CBS News contacted all fifty states and compiled statistics on veteran suicides, then breathlessly reported: “Veterans committed suicide at the rate of between 18.7 to 20.8 per 100,000, compared to other Americans, who did so at the rate of 8.9 per 100,000.”
That’s very alarming, isn’t it?
However, research has shown that there are marked differences in suicide rates by sex (males commit suicide at a rate four to six times higher than females, but females attempt suicide at three times the rate for males), by age (males over 65 are the highest risk group), and by nationality (the very high Japanese suicide rate is 24 per 100,000 people per year).
Are Americans prone to suicide? Not in the context of other nations.
In 2002, the suicide rate in the United States was 45th highest in the world at 11 per 100,000 people per year. In 2004 the National Institute for Mental Health reported a similar number, 10.9.
When our veteran suicide rate of 19 is compared to the rates of all citizens of both sexes of other countries, it is about the same or lower as Japan (24.0), Belgium (21.1), Finland (20.3), Cuba (18.3), France, Austria, Korea, and Switzerland.
When CBS News did their study, they used the classic method of comparing apples to oranges, and gave birth to a lemon. Although Katie Couric didn’t even pucker when she delivered it, many of us were left with a very sour taste when we investigated and found how bad it was.
As a veteran myself, with over 21 years Air Force service, I knew that veterans are predominantly males; that males, and particularly older males, have much higher suicide rates than females; and that the average age of veterans is higher than the general population because so many were called to service for World War II, the Korean War, Vietnam, and even in peacetime before the draft ended in 1973.
Obviously CBS New’s conclusion that there was a “suicide epidemic among veterans” because the veteran suicide rate was 19 compared to a general population rate of 9 was a complete fallacy. CBS compared the rate for a predominantly older, male group, against the younger, female majority general population.
Of course, I wasn’t the only one who noticed CBS’s glaring errors. As I Googled more I found this in Aviation Week:
In the US, male veterans outnumber female veterans 13:1. Since four times as many males as women commit suicide in the general population, you'd expect the rate among veterans to be close to the rate among males - 17.6/100,000 per year in 2002 - and indeed it is, if the CBS raw numbers are correct.
CBS also makes an issue of the fact that suicide rates among younger veterans exceed that of the general population by an even bigger margin - but again, that's what you'd expect, because in that age group, the male-to-female imbalance in suicide rates is greatest, almost six to one.
Suicide is tragedy. What it does not seem to be, among veterans, is an epidemic.
Not content with just reading about others dragging CBS News through the mud, I continued Googling, and found that the suicide rate for active military is only about half the rate for the same age, same sex general population.
That is not the sort of image CBS News was trying to convey.
Could it be that it is better for suicide prevention to be in the military as a young man than to stay a civilian?
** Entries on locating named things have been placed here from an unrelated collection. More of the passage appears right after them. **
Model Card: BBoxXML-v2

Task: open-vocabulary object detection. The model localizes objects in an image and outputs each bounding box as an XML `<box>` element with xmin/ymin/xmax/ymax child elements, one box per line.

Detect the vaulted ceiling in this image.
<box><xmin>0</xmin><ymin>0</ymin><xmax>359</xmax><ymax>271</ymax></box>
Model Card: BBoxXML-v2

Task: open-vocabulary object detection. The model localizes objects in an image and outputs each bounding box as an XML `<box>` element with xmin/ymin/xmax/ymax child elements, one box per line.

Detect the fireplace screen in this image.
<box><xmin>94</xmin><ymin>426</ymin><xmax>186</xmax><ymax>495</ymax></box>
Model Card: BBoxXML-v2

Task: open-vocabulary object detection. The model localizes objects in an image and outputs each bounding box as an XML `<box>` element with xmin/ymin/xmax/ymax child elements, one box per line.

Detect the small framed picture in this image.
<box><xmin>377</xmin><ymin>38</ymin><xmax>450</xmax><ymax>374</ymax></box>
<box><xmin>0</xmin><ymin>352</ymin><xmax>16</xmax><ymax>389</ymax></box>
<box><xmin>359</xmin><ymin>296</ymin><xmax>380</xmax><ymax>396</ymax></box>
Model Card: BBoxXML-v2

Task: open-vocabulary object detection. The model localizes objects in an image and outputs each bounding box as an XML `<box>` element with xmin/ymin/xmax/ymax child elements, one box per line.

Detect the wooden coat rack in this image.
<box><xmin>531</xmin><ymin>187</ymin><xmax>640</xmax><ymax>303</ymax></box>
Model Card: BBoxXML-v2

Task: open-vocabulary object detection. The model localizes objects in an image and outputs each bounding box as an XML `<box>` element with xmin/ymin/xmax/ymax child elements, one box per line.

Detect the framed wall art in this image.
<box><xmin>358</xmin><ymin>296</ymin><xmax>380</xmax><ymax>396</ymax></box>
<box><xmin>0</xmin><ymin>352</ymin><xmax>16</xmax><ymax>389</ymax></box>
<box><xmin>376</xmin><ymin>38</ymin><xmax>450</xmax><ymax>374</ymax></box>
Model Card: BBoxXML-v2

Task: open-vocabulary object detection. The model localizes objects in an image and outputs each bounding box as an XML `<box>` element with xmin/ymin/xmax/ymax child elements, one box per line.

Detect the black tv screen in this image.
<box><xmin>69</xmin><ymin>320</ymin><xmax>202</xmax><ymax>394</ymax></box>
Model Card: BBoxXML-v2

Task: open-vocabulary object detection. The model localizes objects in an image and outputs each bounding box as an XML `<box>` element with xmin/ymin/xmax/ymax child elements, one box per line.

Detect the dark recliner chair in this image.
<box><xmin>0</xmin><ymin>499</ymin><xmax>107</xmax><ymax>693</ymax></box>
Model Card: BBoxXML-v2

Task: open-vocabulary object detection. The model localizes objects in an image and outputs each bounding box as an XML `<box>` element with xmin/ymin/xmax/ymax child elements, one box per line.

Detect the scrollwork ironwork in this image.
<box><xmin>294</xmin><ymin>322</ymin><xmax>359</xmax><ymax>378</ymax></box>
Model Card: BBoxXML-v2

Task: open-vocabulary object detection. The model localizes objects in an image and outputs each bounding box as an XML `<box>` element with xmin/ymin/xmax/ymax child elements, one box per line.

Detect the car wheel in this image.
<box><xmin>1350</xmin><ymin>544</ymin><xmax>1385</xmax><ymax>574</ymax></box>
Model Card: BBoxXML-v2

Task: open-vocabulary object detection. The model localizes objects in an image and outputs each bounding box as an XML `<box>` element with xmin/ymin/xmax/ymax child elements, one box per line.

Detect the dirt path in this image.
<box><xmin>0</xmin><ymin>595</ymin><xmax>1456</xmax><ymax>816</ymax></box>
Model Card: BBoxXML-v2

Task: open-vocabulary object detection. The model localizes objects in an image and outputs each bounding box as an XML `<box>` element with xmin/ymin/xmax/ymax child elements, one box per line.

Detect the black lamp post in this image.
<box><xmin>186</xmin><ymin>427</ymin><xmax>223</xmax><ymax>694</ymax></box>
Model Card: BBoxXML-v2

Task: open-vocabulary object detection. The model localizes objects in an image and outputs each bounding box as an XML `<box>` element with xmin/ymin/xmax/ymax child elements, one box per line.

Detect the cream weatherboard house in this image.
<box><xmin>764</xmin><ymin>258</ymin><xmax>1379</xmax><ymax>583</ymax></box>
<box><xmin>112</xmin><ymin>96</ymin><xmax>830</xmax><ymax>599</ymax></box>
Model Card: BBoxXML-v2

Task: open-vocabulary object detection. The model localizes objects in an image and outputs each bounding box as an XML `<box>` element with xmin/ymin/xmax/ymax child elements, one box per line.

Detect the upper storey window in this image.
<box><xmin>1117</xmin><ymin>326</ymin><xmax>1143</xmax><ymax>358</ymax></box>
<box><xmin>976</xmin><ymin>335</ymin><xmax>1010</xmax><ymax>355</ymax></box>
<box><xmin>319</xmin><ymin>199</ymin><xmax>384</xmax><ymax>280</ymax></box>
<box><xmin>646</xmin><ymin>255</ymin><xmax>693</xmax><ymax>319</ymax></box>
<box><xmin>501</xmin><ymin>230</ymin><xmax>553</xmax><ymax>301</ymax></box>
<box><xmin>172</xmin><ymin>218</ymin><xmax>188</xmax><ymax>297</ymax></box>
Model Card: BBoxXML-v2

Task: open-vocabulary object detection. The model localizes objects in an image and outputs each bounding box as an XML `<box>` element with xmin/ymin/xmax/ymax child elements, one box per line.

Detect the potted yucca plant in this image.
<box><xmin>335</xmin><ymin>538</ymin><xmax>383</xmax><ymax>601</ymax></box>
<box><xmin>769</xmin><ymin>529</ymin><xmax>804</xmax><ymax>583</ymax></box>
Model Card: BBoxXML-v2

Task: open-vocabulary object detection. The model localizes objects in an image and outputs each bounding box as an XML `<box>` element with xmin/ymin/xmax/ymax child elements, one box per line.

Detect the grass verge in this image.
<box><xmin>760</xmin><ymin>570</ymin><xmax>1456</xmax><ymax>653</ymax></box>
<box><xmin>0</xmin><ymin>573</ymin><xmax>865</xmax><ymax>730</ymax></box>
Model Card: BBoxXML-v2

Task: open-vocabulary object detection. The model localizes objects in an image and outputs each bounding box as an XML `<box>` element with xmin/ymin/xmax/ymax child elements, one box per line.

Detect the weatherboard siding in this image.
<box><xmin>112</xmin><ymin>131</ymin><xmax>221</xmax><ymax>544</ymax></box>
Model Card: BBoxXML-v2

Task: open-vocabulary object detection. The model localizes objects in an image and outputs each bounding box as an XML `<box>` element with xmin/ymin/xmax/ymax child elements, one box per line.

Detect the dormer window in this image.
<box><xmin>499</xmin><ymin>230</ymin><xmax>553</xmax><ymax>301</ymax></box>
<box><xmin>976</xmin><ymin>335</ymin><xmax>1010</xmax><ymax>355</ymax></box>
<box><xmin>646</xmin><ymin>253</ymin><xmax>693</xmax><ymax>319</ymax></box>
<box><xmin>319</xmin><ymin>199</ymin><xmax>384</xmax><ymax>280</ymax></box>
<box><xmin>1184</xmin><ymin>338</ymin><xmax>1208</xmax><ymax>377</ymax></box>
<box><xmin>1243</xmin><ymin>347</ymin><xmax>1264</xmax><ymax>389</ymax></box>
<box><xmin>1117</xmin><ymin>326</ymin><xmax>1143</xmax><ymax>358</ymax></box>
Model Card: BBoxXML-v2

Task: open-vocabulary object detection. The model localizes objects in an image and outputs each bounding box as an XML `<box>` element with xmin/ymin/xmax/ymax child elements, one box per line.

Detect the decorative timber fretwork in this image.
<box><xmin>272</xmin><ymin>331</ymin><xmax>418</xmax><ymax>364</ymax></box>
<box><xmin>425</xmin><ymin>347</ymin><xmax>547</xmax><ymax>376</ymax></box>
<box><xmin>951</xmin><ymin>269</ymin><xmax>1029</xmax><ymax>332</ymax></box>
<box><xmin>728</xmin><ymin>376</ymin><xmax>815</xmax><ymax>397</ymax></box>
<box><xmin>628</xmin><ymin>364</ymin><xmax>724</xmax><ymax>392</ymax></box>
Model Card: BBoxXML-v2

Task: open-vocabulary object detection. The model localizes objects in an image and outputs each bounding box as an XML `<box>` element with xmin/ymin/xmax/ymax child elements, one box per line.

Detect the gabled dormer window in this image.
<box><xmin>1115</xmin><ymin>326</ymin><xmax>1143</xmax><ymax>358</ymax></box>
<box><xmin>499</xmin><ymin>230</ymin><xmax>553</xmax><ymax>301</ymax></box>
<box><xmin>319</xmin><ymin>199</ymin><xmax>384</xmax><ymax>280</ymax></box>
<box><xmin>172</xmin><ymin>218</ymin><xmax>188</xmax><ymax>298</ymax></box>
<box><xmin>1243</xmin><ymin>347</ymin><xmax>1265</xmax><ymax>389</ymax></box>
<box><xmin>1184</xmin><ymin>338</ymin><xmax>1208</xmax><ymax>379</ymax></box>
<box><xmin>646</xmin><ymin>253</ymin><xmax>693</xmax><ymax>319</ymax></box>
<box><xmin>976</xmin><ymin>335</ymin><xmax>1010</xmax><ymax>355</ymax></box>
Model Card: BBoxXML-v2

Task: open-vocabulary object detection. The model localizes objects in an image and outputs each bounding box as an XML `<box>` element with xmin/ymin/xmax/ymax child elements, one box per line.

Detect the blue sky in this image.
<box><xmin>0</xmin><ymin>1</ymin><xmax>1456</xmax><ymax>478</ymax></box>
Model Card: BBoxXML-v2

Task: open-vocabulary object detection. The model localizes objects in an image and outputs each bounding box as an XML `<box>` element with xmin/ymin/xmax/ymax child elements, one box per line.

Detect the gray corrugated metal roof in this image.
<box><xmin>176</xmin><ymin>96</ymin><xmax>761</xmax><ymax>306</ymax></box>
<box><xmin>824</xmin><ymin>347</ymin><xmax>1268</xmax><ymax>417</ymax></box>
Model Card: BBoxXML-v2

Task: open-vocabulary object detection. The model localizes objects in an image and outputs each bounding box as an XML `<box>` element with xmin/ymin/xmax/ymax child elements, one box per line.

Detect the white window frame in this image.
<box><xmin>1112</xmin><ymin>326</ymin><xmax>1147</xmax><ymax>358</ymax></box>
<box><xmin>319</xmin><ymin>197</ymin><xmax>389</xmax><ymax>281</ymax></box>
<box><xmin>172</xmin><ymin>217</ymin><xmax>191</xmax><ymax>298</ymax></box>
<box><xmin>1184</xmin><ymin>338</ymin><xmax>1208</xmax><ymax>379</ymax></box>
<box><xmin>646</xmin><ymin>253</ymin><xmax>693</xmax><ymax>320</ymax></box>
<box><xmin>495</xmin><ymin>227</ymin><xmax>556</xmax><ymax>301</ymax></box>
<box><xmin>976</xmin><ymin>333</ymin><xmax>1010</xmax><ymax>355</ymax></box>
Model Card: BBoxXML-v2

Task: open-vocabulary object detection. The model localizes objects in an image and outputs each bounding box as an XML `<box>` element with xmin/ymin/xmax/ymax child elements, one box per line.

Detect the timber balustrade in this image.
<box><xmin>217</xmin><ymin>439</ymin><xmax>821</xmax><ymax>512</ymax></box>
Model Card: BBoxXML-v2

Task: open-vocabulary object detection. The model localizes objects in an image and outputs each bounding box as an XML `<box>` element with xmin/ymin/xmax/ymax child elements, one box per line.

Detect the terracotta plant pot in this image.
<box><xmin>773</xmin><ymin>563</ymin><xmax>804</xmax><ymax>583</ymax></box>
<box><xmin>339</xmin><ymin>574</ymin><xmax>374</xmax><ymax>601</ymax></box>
Since the active military rate of 11 per 100,000 per year is roughly half the rate of their civilian counterparts, the answer is a resounding “Yes!”
Is it better in terms of suicide potential to be a male veteran than to be Japanese? Suicide rates indicate it is. In fact, it is just about as bad to be French as to be a veteran, and probably much worse if studies isolated the suicide rate of older French males. Since the rate for all French males is 27.5, or 45 percent higher than our veterans’ rate, I would hazard a guess that the rate for older French males is much higher.
Are 45 nations, including Japan, France, Switzerland, Belgium, Finland, Cuba, Austria, Russia, and many others experiencing epidemics of suicide? If CBS News was calling the shots, you would have to conclude a resounding “Yes!”
Quick! Someone tell CBS News and console Katie Couric! If they thought they had a hot story about a suicide epidemic among veterans, think how hot their story will be when it is about entire nations!
Stop the presses!
Or unplug the cameras!
Or do whatever you do today to get ready to insert really hot news.
And by the way, call for Make Up, because Katie’s crying.